Rehab every day wore on her mentally.

"You wake up one day and you squat down and you wake up the next day and you can't get out of bed. The rehab is two hours a day after everyone else has left the Robins Center. The most frustrating part is dealing with that roller coaster ride every day -- not knowing what tomorrow is going to feel like and not knowing if you're ever going to be the player that you were."

Healy was a star in the making at Richmond and a decorated as a high school player. She amassed nearly 2,000 points, tops all time at Reading High, and was the Massachusetts Gatorade Player of the Year and ESPN Magazine's Miss Boston Player of the Year, both in 2013. She had a double-double 17 points, 10 boards in her collegiate debut against Georgetown.

"I was a Gatorade Player, All-American and now I come to college and haven't even completed one full season. I've never made it to the postseason," she says.

Some days, she says, you tackle rehab with a mindset that tells you that you can attack win, you can be that person who overcomes this without issues.

"In reality, that's not possible," she says. "You face some terrible days where you're crying in your car, but then you have great days when you can put five pounds on your leg and do leg lifts. The little progress is the most rewarding."

Healy has tried to run only to stop. Too much pain, she says, soreness that worsens during the type of weather we've had in the last few weeks when true sunshine has been a stranger.

As for playing again when -- we're not there yet. Best case scenario is returning to the floor two months after she starts running again, and Healy will try again in the next two weeks.

"A miracle could happen and I could feel great tomorrow and I could start running," she says. "It's been really difficult to deal with and the coaches have done a great job keeping me focused on the present day. Because sometimes when I have a bad day, I think I'll never be back."

Even if she's cleared in late December or January, it's not just a matter of jumping back in. ACLs mess with more than your knee. They get into your head. A year ago when Healy returned, she remembers turnovers and a lack of confidence affecting her play. By Christmas last season, she felt herself again, and then a month later came the Dayton game.

She knows this much. Before she can consider playing again, she has to be healthy. She has to be confident.

"It's not good to have one but not the other."

Healy is candid in admitting she can't promise she will be back playing at the same level as before.

"I can't say that right now," she says. "Not yet. Right now I feel like my health is a little bit higher than my confidence. I just had two friends go down with knee surgeries. One retore her ACL and meniscus, and since then, I've been terrified. I've had moments in the day when my mind wanders and I daydream and my leg will twitch and I will daydream about tearing it again. All the sudden I'll feel it and think, 'I can do it again in a second.' Until that feeling is gone, I'm not ready to step onto a basketball court."

She loves this team and is excited for the season, thrilled with the guards she calls the BIC -- Best in Conference. Yes, she longs to be a part of it, yearns to play at Providence in November, so close to her hometown when Mom, Dad and grandparents will all be in the stands.

"It makes me upset that I'm in the same position as last year and I worked so hard not to be in that position," she says.

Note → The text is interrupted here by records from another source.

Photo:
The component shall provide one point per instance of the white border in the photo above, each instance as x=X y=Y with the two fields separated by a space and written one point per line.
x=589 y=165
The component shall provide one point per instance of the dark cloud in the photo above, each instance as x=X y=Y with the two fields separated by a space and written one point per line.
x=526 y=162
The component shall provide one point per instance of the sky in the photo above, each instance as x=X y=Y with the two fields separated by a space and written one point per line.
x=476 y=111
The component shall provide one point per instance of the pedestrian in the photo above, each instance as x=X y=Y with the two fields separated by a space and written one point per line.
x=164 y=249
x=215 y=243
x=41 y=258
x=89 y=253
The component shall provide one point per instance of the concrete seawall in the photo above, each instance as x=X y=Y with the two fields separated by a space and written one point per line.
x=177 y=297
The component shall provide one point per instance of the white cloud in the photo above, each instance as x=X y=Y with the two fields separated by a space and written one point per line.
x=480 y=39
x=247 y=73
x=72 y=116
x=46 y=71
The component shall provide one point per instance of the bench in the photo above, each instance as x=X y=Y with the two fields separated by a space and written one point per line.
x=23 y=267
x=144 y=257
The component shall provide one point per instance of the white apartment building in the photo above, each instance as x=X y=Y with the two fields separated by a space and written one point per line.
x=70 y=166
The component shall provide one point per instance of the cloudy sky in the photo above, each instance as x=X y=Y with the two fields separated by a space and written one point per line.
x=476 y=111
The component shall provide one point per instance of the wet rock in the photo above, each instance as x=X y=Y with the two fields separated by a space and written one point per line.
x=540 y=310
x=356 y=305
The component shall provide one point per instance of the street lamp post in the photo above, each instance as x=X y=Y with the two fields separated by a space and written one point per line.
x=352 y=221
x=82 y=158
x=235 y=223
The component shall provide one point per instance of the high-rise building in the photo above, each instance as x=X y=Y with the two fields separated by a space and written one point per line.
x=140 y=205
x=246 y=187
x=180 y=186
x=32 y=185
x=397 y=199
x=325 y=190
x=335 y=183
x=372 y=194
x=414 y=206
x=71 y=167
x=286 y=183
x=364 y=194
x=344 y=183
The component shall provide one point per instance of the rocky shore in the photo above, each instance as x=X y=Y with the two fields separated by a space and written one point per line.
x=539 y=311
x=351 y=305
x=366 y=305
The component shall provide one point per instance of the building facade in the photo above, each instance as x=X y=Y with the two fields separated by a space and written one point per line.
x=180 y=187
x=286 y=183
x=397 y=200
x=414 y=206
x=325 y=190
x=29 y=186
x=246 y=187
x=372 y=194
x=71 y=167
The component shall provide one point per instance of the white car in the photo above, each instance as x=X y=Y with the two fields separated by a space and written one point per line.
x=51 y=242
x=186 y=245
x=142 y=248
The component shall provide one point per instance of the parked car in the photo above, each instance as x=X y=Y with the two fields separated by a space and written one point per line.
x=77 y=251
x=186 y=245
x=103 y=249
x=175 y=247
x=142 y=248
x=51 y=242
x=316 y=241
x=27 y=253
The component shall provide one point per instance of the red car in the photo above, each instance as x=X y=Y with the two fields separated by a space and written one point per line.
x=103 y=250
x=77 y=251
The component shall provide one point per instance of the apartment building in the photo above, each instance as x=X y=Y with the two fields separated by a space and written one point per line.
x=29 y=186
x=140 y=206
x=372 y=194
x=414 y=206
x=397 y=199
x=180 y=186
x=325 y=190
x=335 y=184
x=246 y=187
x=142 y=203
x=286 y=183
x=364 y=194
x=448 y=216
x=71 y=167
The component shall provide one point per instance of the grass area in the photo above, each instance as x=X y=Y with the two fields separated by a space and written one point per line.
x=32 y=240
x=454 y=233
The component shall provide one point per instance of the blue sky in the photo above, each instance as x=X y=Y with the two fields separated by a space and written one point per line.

Healy's mom told her that a silver lining would come, and it has. This fall the junior dropped her dance class for obvious reasons and picked up the only class she could find available: Journalism 101.

"I fell in love with it," she says. "I couldn't stop writing. I couldn't stop reading the news. And that's how I became a journalism major."

She is a regular writer for The Collegian, Richmond's student newspaper (we were impressed with her feature on a Richmond golfer) and is part of the Spider TV crew and social media. She will be writing about the men's basketball team during its season.

Joining a sorority is another prospect and that, along with the journalism, are all interests she would not have discovered had she not torn up her knee again.

We love that Liv has found joy in writing, something we embrace just a bit. But we hate to hear about any ACL injury of any kind and look forward to talking to her when her rehab is in the rear view mirror.